Music is a safe adventure. Exposure to strange sounds isn’t dangerous and won’t harm you. You may need to develop patience, but while you’re waiting, hone your insights. Think! Enjoy. Look for meaning. Perspective is everything. Ask for contracts. Get paid. Listen.
GREIL MARCUS (co-editor of A New Literary History of America; author of When That Rough God Goes Riding—Listening to Van Morrison)
Learn to trust your own voice, to say what you really want to say. It’s harder than it looks.
NICK MARINO (managing editor—Paste; teacher—University of Mississippi and the University of Georgia)
On a practical level, everything we need to know is in Roy Peter Clark’s Writing Tools, a stupendous book that makes Elements of Style beg for mercy.
On more cosmic level, there’s James Agee’s monumental Let Us Now Praise Famous Men, which expands every boundary of the non-fiction universe. Clark shows us how to write. Agee reminds us why we write.
And why is just as important as how—especially today, when we can hardly count on making a living through our craft. If it’s not about the money, then why do it?
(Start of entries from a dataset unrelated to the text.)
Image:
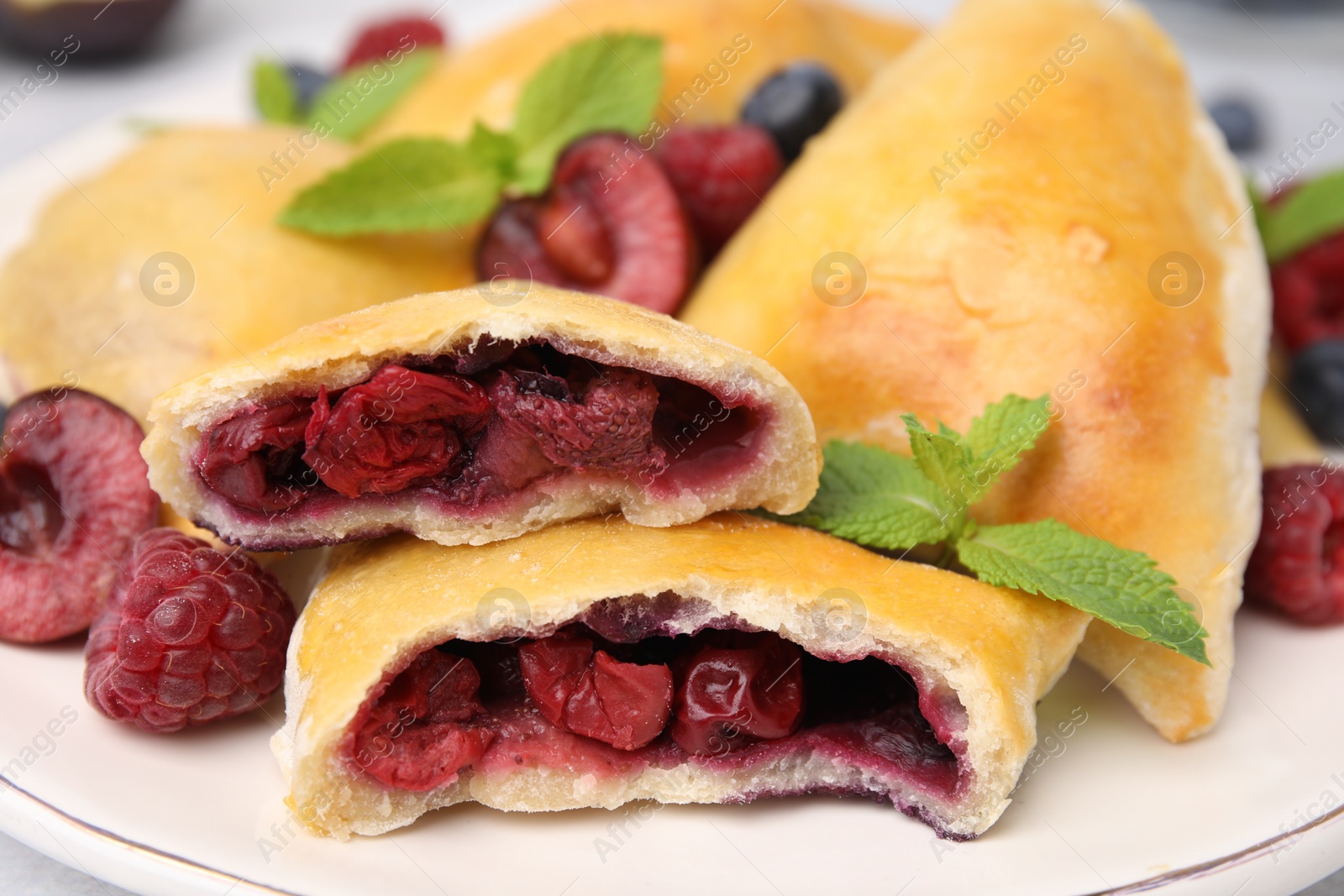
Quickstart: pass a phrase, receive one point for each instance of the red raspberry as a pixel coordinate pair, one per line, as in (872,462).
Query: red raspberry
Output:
(611,223)
(383,39)
(1297,566)
(187,637)
(1310,295)
(721,174)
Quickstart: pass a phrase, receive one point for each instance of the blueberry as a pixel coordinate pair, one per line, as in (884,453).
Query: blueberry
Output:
(1317,382)
(793,105)
(1238,121)
(308,81)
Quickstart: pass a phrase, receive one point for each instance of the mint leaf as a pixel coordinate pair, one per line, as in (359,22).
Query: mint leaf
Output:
(354,101)
(1304,217)
(947,461)
(1121,587)
(275,93)
(874,497)
(611,82)
(494,149)
(999,437)
(403,186)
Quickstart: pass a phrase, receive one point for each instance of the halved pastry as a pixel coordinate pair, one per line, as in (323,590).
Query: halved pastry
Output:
(479,416)
(598,663)
(1035,203)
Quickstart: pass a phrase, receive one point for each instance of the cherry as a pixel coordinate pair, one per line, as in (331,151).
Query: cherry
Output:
(730,698)
(74,493)
(252,457)
(396,427)
(413,738)
(721,174)
(385,39)
(612,223)
(591,694)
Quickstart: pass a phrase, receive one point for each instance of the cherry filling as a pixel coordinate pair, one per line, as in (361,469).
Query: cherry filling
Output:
(396,427)
(472,429)
(615,694)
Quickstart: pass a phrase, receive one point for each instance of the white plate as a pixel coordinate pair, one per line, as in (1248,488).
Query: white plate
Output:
(1253,809)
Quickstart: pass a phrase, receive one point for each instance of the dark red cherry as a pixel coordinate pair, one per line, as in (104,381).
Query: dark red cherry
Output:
(727,699)
(612,223)
(591,694)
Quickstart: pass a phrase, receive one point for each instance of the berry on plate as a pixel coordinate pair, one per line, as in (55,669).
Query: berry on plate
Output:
(793,105)
(1317,382)
(1297,566)
(188,636)
(383,39)
(721,174)
(1310,295)
(74,493)
(612,223)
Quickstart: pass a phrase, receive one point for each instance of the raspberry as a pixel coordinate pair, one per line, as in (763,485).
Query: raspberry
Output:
(187,637)
(383,39)
(1297,566)
(74,493)
(609,426)
(721,174)
(1310,295)
(612,224)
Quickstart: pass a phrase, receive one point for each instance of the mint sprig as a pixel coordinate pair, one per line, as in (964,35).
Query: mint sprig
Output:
(1310,214)
(349,103)
(893,503)
(421,184)
(611,82)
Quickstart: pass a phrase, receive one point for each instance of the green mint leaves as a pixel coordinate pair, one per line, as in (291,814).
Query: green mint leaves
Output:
(608,83)
(1117,586)
(894,503)
(875,497)
(349,103)
(418,184)
(611,82)
(1307,215)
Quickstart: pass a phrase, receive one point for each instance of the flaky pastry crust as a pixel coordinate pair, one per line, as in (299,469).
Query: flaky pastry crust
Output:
(1035,262)
(992,651)
(347,349)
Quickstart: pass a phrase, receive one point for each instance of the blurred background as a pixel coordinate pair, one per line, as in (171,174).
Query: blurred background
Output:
(1272,71)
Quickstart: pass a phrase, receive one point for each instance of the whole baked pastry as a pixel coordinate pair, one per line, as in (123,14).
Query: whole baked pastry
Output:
(476,416)
(1037,203)
(597,663)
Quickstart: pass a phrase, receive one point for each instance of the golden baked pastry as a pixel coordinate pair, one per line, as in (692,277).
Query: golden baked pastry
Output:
(716,54)
(89,293)
(74,293)
(918,685)
(1037,203)
(479,416)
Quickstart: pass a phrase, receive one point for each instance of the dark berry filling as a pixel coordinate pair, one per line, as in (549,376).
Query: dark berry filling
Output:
(474,430)
(638,683)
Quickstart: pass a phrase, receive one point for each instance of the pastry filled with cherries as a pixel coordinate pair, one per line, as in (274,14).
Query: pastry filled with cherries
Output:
(479,416)
(685,665)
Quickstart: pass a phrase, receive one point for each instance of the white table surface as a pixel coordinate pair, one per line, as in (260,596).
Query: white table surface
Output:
(1289,66)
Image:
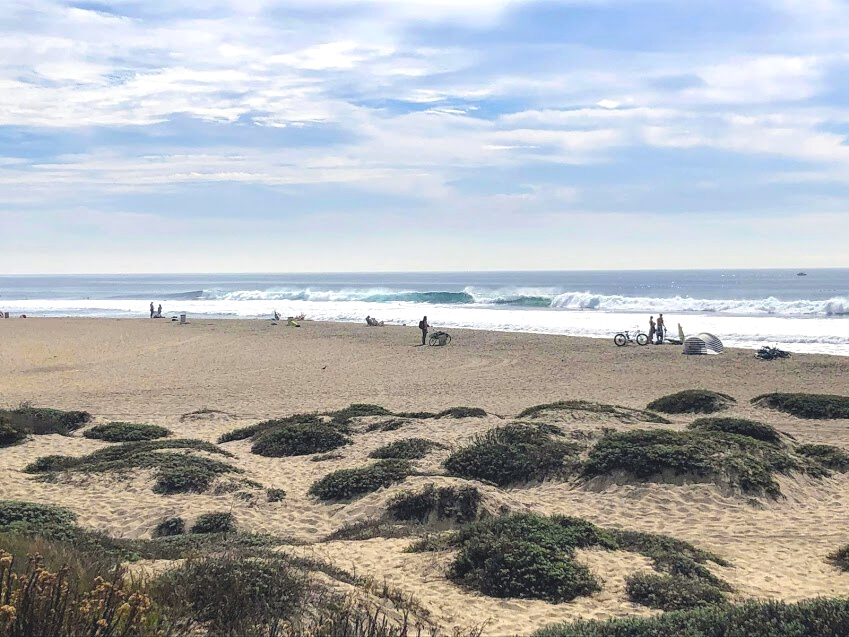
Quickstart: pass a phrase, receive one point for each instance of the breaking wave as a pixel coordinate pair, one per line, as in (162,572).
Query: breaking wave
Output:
(522,298)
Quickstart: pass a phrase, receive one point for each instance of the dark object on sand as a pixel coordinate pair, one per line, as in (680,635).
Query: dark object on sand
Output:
(439,338)
(767,353)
The question isn’t rhetorical. All of us should have an answer.
Maybe we write to satisfy our own curiosities. But then again, reading takes care of that. Writing is a form of communication, which means someone is on the receiving end, which means we’re pretty much obligated to serve that special someone, to satisfy their curiosities. Writing, then, becomes an act of philanthropy.
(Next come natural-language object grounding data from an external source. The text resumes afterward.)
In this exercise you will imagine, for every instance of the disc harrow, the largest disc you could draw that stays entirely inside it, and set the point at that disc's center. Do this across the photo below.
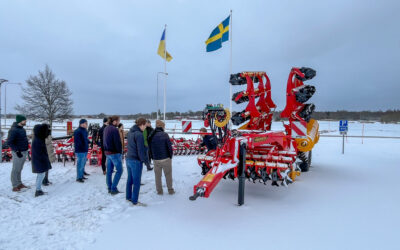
(275, 156)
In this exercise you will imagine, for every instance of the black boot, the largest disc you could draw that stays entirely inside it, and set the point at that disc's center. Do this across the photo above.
(39, 193)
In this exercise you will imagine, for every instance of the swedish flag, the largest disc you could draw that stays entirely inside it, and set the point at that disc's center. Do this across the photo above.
(219, 35)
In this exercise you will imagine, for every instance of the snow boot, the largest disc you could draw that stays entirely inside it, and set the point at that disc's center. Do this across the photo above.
(139, 204)
(39, 193)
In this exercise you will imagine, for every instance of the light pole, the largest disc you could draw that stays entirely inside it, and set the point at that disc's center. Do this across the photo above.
(1, 133)
(5, 100)
(158, 108)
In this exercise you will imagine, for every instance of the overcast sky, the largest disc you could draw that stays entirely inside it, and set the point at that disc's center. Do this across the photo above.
(106, 50)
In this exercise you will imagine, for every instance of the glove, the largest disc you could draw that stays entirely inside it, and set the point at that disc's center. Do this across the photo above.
(19, 154)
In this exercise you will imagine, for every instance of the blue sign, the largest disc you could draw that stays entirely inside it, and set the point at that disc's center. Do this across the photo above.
(343, 126)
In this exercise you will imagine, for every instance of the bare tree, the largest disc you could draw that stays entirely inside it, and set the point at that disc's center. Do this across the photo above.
(46, 98)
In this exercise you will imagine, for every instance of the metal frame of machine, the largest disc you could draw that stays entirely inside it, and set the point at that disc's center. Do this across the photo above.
(254, 151)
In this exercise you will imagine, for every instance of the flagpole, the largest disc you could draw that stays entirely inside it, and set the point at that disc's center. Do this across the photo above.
(230, 66)
(165, 71)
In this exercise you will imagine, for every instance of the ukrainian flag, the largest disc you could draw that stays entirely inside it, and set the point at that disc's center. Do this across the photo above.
(219, 35)
(161, 49)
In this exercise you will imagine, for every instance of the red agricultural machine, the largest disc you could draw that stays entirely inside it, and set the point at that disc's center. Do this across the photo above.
(183, 146)
(253, 151)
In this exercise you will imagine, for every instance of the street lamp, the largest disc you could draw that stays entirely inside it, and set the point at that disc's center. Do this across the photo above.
(1, 133)
(5, 99)
(158, 108)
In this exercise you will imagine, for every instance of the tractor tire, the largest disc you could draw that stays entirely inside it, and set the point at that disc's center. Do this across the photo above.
(306, 158)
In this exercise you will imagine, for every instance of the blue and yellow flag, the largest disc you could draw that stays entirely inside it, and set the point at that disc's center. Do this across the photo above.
(161, 49)
(219, 35)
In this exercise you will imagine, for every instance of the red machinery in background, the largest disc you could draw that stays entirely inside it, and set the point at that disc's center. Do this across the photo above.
(253, 151)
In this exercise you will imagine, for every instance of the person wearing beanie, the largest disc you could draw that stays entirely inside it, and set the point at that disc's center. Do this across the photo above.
(162, 152)
(146, 134)
(81, 143)
(135, 158)
(113, 150)
(40, 157)
(50, 152)
(100, 142)
(18, 142)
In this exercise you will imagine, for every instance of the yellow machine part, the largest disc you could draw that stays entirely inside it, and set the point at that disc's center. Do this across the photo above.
(244, 126)
(225, 121)
(306, 144)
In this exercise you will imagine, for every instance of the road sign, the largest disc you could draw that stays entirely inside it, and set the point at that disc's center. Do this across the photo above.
(343, 126)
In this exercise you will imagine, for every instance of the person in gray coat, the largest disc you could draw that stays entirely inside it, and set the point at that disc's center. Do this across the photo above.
(52, 156)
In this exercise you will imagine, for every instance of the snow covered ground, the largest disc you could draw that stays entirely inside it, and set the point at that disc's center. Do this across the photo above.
(348, 201)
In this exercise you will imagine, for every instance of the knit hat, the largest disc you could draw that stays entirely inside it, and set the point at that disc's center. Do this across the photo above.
(160, 124)
(20, 118)
(82, 121)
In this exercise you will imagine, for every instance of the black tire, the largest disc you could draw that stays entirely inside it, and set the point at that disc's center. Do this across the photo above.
(306, 161)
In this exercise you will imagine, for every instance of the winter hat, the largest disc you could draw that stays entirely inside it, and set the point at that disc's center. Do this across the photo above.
(82, 121)
(20, 118)
(160, 124)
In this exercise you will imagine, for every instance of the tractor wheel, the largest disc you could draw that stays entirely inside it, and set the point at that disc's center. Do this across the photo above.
(305, 157)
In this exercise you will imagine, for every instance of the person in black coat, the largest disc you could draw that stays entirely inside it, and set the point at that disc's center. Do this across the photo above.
(40, 157)
(18, 142)
(162, 152)
(101, 144)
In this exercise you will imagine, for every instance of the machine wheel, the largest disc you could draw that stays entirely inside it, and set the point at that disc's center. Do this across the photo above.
(305, 157)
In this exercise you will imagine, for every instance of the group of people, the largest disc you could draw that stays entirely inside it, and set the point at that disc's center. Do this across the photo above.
(143, 145)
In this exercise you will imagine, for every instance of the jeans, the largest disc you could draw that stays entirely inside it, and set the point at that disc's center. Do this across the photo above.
(80, 166)
(18, 165)
(134, 177)
(39, 180)
(113, 160)
(166, 166)
(103, 160)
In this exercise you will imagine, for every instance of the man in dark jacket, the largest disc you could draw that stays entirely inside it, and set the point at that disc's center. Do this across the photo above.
(135, 158)
(161, 151)
(113, 150)
(18, 143)
(40, 157)
(208, 140)
(101, 144)
(81, 143)
(146, 134)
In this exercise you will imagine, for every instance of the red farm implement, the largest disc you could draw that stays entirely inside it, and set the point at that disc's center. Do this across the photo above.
(253, 151)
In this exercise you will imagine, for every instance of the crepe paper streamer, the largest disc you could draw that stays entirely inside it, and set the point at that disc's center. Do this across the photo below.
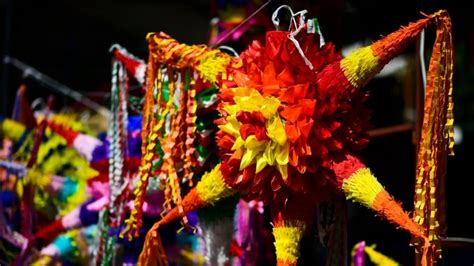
(321, 151)
(118, 150)
(150, 130)
(437, 135)
(358, 254)
(210, 63)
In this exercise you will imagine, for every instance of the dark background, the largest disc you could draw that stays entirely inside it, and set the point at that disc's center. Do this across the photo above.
(69, 41)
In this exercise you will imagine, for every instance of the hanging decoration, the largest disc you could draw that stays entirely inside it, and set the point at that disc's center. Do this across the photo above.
(292, 122)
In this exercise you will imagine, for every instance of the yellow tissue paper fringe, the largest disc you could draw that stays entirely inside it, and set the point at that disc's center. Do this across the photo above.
(287, 240)
(357, 64)
(212, 187)
(362, 187)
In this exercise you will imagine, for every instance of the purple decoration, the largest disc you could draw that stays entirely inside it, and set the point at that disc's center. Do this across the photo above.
(86, 216)
(359, 258)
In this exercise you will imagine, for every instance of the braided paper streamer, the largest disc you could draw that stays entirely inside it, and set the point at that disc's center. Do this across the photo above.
(151, 127)
(437, 135)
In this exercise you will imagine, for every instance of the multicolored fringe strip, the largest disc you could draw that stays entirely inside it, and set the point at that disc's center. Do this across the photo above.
(437, 135)
(178, 85)
(277, 143)
(377, 258)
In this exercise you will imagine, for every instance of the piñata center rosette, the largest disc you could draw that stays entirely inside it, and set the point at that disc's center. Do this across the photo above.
(279, 130)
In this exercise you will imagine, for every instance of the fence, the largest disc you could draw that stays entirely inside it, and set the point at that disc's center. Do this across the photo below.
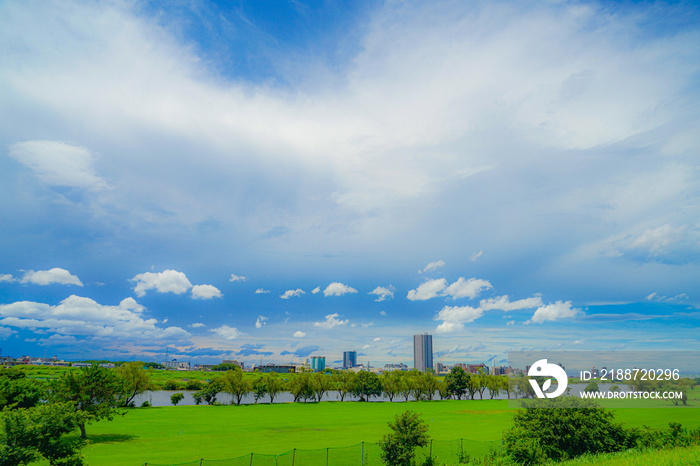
(362, 454)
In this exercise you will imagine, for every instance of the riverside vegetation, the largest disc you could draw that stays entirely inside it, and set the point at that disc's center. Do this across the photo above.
(88, 395)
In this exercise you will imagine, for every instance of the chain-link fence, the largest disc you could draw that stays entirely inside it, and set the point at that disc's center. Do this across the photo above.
(362, 454)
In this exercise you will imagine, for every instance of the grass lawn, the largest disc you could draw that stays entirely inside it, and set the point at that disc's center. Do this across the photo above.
(186, 433)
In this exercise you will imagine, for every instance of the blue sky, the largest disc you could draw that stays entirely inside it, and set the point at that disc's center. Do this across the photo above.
(270, 180)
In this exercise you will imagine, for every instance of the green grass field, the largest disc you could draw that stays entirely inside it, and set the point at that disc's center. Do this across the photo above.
(182, 434)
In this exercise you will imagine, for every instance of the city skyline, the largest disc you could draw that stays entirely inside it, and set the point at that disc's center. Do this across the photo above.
(215, 181)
Young writers, I’ve noticed, often want to write about themselves. Blogs and Twitter facilitate this, as do Chuck Klosterman and David Sedaris and various other memoirists who’ve made enviable coin mining their lives for material. Agee, by contrast, explored other people’s lives. He aspired to illuminate the human condition. And while he was as obsessed with inner dialogue in 1941 as any blogger is today, he knew enough to tackle material that was outside his own experience, that forced him beyond his comfort zone, which is why the Harvard graduate wrote his magnum opus about Alabama sharecroppers. He wasn’t slumming; he was trying to understand a people and a place—and to extend that understanding to any reader whose patience and empathy matched his own.
This kind of writing deserves a renaissance. Young writers, so trained in the ways of self-expression, would do well to remember just how powerful their work can be when it reaches out to make a real human connection.
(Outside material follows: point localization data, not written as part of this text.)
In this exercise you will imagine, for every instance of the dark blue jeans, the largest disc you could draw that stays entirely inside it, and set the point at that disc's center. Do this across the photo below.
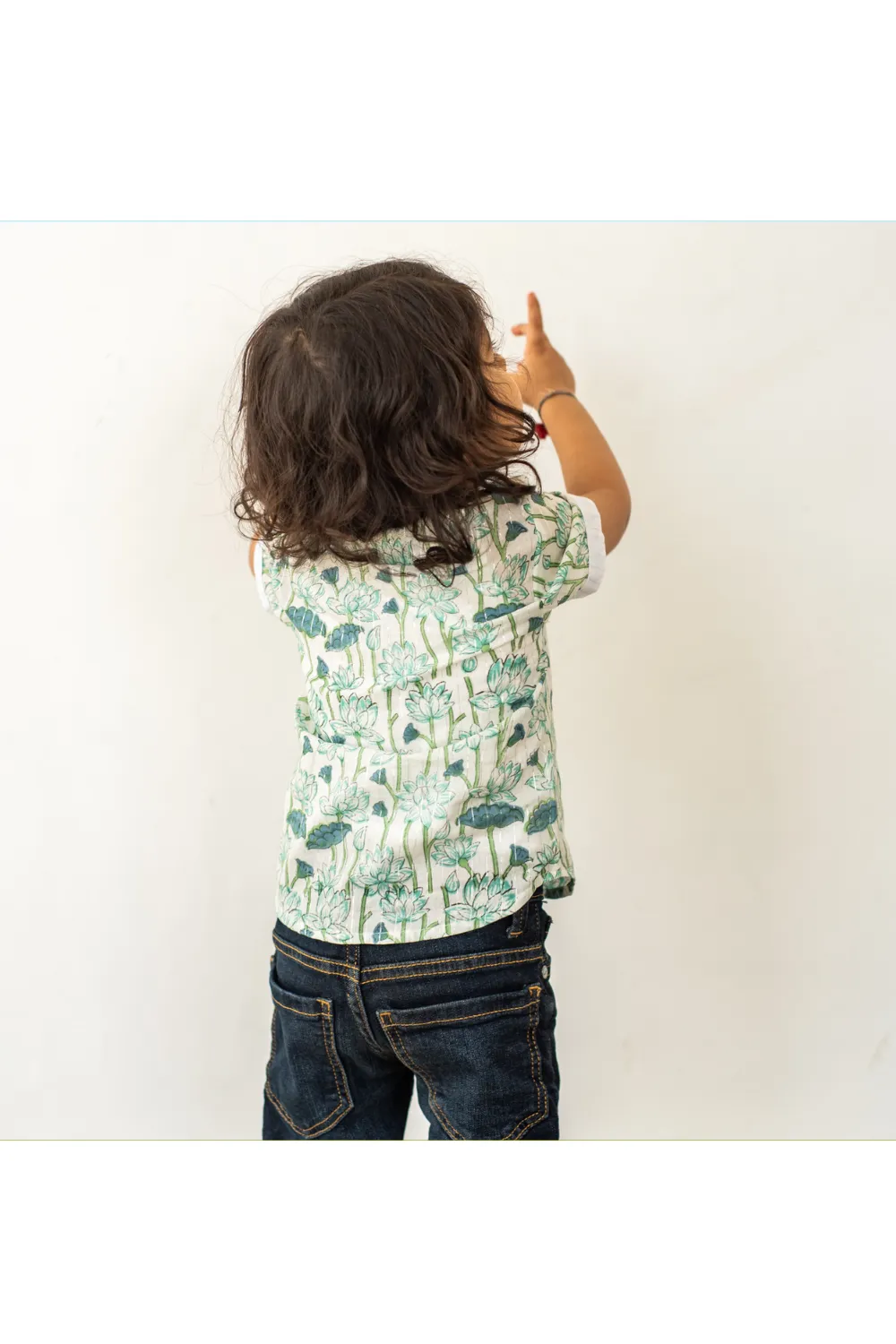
(470, 1016)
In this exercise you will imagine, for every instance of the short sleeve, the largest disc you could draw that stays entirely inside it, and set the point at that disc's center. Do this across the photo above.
(570, 554)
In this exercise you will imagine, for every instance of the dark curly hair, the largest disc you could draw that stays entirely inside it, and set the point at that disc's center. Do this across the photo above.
(366, 406)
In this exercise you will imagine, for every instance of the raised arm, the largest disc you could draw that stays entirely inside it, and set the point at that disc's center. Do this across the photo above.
(586, 459)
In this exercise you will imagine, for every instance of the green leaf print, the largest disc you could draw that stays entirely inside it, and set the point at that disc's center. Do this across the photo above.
(327, 836)
(521, 699)
(490, 814)
(296, 822)
(306, 621)
(492, 613)
(343, 636)
(564, 521)
(541, 817)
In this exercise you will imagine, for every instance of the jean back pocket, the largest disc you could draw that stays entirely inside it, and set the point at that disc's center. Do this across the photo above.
(306, 1082)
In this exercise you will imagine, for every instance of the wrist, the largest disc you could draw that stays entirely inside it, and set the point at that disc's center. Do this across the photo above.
(541, 398)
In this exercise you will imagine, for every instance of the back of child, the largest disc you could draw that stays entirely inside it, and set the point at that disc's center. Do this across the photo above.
(405, 542)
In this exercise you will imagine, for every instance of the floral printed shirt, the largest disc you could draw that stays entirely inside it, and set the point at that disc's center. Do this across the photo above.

DAVE MARSH (writer—Rock and Rap Confidential, Creem, Rolling Stone, Village Voice; author—The Beatles’ Second Album, Bruce Springsteen on Tour, Forever Young—Photographs of Bob Dylan; broadcaster—Sirius XM)
This gig isn’t about music. It’s about writing. If you have it the other way ‘round, save yourself the grief. There are lots of better ways to get a foothold for making music, and there are lots and lots of better ways to meet musicians. After that, it can be whatever you say it is or find an editor who’ll let you claim it. Over the long haul, it tends to work out better if you’re able to judge now against then, because that’s the only way you’re going to hear the trains that are (and aren’t) coming down the tracks. Lester Bangs didn’t start with Count Five and the Stooges, he started with Charles Mingus and Ray Charles. Mostly, it’s less fun than you imagine and more work. So is everything, including dope.
It’s worth it for some, because we have a relationship to music that makes us want to share our passion, or even try to explain some of it (to ourselves, even). We see lost things that must be found. We hear mysteries that need to be pursued (we may imagine we can solve them—once in a while, but not often, in my experience). In some ways, it might be that we hear stories crying to be told. Bear in mind that those may or may not be your own stories. It’s hard to figure out whether it’s worse to mistake your own for someone else’s or someone else’s for your own. But you’ll get the chance.